As global temperatures rise, once-frozen permafrost is thawing, releasing ancient pathogens that have been dormant for thousands of years. Scientists have discovered that these ancient invaders are able to survive in modern microbial communities, upsetting the delicate balance that has existed for thousands of years. This poses a significant threat not only to ecosystems but also to human health.
To understand the impact of these ancient pathogens, scientists turned to highly detailed computational modeling. By introducing a virus-like pathogen from the past into a Petri dish with other host bacteria, they can observe how these pathogens interact with modern microbes. Such modeling allows researchers to repeat experiments many times over, fine-tuning various variables and gaining a deeper understanding of possible outcomes.

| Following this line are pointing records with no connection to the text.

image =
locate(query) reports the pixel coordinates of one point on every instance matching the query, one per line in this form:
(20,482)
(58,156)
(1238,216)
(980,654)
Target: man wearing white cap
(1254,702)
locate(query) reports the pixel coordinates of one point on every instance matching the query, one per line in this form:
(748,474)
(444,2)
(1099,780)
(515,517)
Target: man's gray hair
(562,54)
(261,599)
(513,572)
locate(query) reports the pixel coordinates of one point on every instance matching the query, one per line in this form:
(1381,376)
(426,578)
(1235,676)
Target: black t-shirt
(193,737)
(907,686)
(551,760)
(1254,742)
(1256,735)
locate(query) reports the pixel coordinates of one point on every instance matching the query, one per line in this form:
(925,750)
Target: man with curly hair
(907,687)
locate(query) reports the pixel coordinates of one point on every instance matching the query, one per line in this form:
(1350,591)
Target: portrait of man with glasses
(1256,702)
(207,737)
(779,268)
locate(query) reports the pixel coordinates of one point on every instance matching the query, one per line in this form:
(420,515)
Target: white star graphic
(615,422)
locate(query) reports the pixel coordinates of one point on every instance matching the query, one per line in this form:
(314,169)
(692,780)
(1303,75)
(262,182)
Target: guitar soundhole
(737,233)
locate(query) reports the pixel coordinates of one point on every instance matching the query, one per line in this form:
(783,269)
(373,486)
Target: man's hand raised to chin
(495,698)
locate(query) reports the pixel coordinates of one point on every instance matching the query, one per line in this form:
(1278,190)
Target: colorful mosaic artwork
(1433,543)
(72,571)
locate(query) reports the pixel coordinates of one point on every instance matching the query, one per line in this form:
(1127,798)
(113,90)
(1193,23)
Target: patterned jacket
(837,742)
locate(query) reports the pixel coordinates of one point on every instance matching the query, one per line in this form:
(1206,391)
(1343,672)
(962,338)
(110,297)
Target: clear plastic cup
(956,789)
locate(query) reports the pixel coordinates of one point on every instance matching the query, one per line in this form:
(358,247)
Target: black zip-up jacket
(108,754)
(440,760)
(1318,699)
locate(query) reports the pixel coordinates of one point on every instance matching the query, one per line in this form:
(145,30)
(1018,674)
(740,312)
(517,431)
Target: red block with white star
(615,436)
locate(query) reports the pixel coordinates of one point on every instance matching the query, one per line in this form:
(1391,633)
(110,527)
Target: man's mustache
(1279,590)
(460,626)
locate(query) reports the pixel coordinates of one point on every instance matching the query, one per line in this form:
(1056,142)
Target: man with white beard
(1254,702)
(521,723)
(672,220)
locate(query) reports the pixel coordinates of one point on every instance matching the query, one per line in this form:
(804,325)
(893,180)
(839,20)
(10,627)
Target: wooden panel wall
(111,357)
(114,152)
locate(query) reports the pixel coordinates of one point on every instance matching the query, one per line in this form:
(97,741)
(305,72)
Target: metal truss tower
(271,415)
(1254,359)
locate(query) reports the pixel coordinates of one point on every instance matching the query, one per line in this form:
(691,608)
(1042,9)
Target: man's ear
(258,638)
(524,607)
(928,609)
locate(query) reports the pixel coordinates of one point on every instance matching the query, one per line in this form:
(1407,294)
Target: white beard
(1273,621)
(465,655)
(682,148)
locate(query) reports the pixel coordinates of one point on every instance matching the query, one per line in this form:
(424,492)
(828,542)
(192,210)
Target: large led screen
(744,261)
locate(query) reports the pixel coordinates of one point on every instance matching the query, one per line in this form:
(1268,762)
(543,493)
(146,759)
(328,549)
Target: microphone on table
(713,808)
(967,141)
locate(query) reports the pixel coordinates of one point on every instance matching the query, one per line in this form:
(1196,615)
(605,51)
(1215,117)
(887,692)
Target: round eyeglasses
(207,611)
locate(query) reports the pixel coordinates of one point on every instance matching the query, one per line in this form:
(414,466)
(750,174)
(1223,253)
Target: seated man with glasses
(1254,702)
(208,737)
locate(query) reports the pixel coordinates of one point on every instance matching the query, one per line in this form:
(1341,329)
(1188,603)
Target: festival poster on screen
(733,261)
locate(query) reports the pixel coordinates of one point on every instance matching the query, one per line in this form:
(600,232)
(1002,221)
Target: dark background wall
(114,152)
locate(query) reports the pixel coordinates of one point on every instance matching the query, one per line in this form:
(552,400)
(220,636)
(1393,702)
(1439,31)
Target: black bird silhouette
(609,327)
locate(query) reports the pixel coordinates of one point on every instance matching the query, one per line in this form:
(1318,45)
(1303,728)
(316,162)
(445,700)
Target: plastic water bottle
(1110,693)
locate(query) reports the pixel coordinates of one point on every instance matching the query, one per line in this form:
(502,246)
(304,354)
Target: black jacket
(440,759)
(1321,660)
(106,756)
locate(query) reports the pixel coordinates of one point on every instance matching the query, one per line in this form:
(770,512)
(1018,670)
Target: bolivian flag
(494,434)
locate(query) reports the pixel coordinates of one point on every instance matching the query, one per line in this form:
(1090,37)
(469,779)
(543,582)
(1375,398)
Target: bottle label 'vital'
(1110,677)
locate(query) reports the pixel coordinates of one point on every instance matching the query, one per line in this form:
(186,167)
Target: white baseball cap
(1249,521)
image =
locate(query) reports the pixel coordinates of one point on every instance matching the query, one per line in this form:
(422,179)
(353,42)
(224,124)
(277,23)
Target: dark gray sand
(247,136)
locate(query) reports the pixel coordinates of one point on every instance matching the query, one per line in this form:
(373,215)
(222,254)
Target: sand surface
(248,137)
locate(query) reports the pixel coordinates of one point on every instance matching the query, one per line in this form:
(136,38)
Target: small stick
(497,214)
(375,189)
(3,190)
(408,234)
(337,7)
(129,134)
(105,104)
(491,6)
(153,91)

The results of such modeling are both exciting and troubling. In about three percent of cases, ancient pathogens defeated modern bacteria and became the dominant species. Such dominance not only reduces microbial diversity but also threatens ecosystem stability. In some cases, however, ancient pathogens actually increased microbial diversity, with unpredictable results.
– “It is the unpredictability of the process that is the bad news, because it tells us that it is very difficult to be prepared.” – Giovanni Strona, lead author of the study from the Joint Research Center of the European Commission and the University of Helsinki.
Lead author of the study Giovanni Strona explains, “An invader with the ‘right’ characteristics may fail, while some invaders that seem unlikely to succeed may actually be very successful and very harmful to the community.” What worries scientists most is the unpredictability of this process, as it is incredibly difficult to prepare for the possible consequences.
While the immediate concern is the possibility of infecting humans with these ancient pathogens and creating a new pandemic, there is a more subtle but equally dangerous threat. The reintroduction of these microorganisms into long-established environments upsets the delicate balance that has existed for millennia. Even if overall diversity remains the same or increases, interference with the structure of ecological communities can have cascading effects that lead to ecosystem collapse and extinction.
The implications of this study are far-reaching. With rising global temperatures, melting permafrost poses a significant risk. Scientists warn that the release of ancient pathogens into the environment could have serious consequences for ecosystems and human health. It is crucial to understand these risks and take proactive measures to reduce them.
– Changing the structure of ecological communities is not a good thing, even if net diversity has stayed the same or even if diversity has increased. We can get sort of cascading effects that are completely unpredictable. You can cause cascading effects that can destroy ecosystems or lead to new extinctions.” – Giovanni Strona.